Lihatlah kalian kepada keadaan mereka sekarang, kalaulah keberadaan seseorang menyelisihi mereka dalam mencela dan menganggap mubtadi' terhadap seorang muslim atau dia memiliki perkataan dalam merekomendasikannya, memujinya dan memberikan sanjungan kepadanya maka sungguh mereka akan membicarakannya dan memperingatkan orang lain darinya, sebagaimana yang mereka telah menerapkan itu kepada Syaikh yang mulia 'Abdullâh Al-Jarbû' dan selain beliau dari para 'ulamâ.
Al-Imâm Abû Hanîfah adalah murji' menurut mereka, namun Asy-Syaikh Al-Albânî mengatakan: "Abû Hanîfah dan empat imâm, mereka itu di atas jalan Salaf."
Kenapa mereka tidak membicarakan Asy-Syaikh Al-Albânî?! Dalam keadaan dia memuji dan memberikan sanjungan terhadap Al-Imâm Abû Hanîfah?!.
Kenapa mereka tidak membicatakan Al-Albânî dalam keadaan dia mencela Syaikhul Islâm Muhammad bin 'Abdil Wahhâb semoga Allâh merahmatinya?! Al-Albânî mengatakan: "Hakekat Muhammad bin 'Abdil Wahhâb itu keutamaannya besar atas umat Islâm, akan tetapi ada padanya sesuatu dari ghulûw (sikap keterlaluan) dan syiddah (kekerasan)."
Al-Albânî katakan: "Adapun Wahhâbiyyah (orang-orang yang semanhaj dengan Syaikhul Islâm Muhammad bin 'Abdil Wahhâb) maka aku tidak memiliki urusan dengan mereka, aku mengkritik mereka, bahkan terkadang sangat keras kritikanku kepada mereka daripada selainku, barangkali orang-orang yang hadir di sini mengetahui kritikan kerasku itu."
Kenapa mereka tidak membicarakan Al-Albânî?!.
"Wahai orang-orang yang beriman hendaklah kalian menjadi orang-orang yang selalu menegakkan kebenaran karena Allâh, menjadi saksi dengan adil.

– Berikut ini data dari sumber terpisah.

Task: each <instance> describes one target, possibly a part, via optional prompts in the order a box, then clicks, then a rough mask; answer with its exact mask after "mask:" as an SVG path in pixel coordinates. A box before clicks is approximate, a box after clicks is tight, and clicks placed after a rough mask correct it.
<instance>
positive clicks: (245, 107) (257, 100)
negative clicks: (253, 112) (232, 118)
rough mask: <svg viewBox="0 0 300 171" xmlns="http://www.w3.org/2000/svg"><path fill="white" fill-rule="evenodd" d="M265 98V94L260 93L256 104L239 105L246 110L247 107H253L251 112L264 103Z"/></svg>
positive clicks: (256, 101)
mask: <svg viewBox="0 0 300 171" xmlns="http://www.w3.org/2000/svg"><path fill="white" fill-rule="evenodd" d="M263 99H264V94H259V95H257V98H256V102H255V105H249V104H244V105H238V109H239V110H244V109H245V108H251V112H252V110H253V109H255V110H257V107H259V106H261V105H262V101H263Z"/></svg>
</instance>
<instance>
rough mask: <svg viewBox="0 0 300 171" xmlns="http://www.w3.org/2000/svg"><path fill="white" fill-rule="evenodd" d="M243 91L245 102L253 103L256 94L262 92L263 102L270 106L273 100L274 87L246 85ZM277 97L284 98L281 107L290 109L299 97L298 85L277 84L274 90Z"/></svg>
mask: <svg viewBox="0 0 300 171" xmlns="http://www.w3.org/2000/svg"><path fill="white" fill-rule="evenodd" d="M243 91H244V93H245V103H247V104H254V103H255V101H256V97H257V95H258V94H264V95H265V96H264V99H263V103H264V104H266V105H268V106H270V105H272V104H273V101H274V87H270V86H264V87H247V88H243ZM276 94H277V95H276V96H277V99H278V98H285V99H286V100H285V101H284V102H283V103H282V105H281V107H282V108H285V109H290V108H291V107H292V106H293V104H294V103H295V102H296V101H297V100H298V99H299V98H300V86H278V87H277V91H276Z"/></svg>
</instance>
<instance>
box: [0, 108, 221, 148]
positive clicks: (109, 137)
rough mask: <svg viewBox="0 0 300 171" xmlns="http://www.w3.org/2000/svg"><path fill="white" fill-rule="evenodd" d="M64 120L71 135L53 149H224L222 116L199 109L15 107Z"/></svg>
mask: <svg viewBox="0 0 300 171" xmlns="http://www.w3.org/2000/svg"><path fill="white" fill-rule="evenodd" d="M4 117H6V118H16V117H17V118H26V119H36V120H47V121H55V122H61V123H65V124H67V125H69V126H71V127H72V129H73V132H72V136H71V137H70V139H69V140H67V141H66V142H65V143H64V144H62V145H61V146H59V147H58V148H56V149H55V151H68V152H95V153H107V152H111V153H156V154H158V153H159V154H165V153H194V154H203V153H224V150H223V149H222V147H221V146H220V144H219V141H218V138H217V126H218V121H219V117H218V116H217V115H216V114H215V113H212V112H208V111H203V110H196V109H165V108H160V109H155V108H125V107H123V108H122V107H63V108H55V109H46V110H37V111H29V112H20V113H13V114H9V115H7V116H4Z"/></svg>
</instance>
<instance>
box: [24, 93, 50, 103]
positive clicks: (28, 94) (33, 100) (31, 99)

Dan janganlah sekali-kali kebencian kalian terhadap sesuatu kaum, mendorong kalian untuk berlaku tidak adil. Berlaku adillah kalian, karena adil itu lebih dekat kepada taqwâ. Dan bertaqwâlah kalian kepada Allâh, sesungguhnya Allâh adalah Khabîr (Maha Mengetahui) terhadap apa yang kalian kerjakan.”
Berkata Asy-Syaikh As-Sa'dî semoga Allâh merahmatinya: “(Berbuat adillah kalian dalam bersaksi) sebagaimana kalian bersaksi menguatkan teman kalian maka kalian juga harus bersaksi melawan teman kalian (jika dia pada kesalahan). Dan sebagaimana kalian bersaksi melawan musuh kalian maka kalian juga harus bersaksi mendukungnya (jika dia pada kebenaran). Meskipun keberadaan musuh itu adalah orang kâfir atau mubtadi', karena sungguh wajib berlaku adil kepadanya dan wajib menerima kebenaran yang dia bawa, bukan karena dia yang mengatakannya (akan tetapi karena perkataannya itu kebenaran). Dan tidak menolak kebenaran hanya karena dia yang mengatakannya, karena sungguh perbuatan tersebut adalah kezhaliman terhadap kebenaran.”
Lihatlah kalian kepada perkataan mereka: "Abû Hanîfah adalah murjî dan Al-Albânî adalah imâm, bukan termasuk murji'ah."
Tanpa ada keraguan dan tanpa ada kebimbangan bahwa Al-Imâm Abû Hanîfah adalah imâm dari kalangan para imâm tanpa ada penolakan (tentang keimâmannya), beliau lebih mulia dan lebih utama daripada Asy-Syaikh Al-Albânî.
Berkata Adz-Dzahabî semoga Allâh merahmatinya pada pujiannya terhadap Abû Hanîfah dan sanjungan kepadanya: "Imâmah (teladan) dalam fikih dan seluk-beluknya diserahkan kepada imâm ini. Ini adalah perkara yang tidak ada keraguan padanya."
Berkata Asy-Syâfi'î semoga Allâh merahmatinya: "Orang-orang dalam masalah fikih adalah anak-anak Abû Hanîfah."
Berkata Al-Khuraibî semoga Allâh merahmatinya: "Tidak ada yang mencela Abû Hanîfah kecuali orang dengki atau orang bodoh."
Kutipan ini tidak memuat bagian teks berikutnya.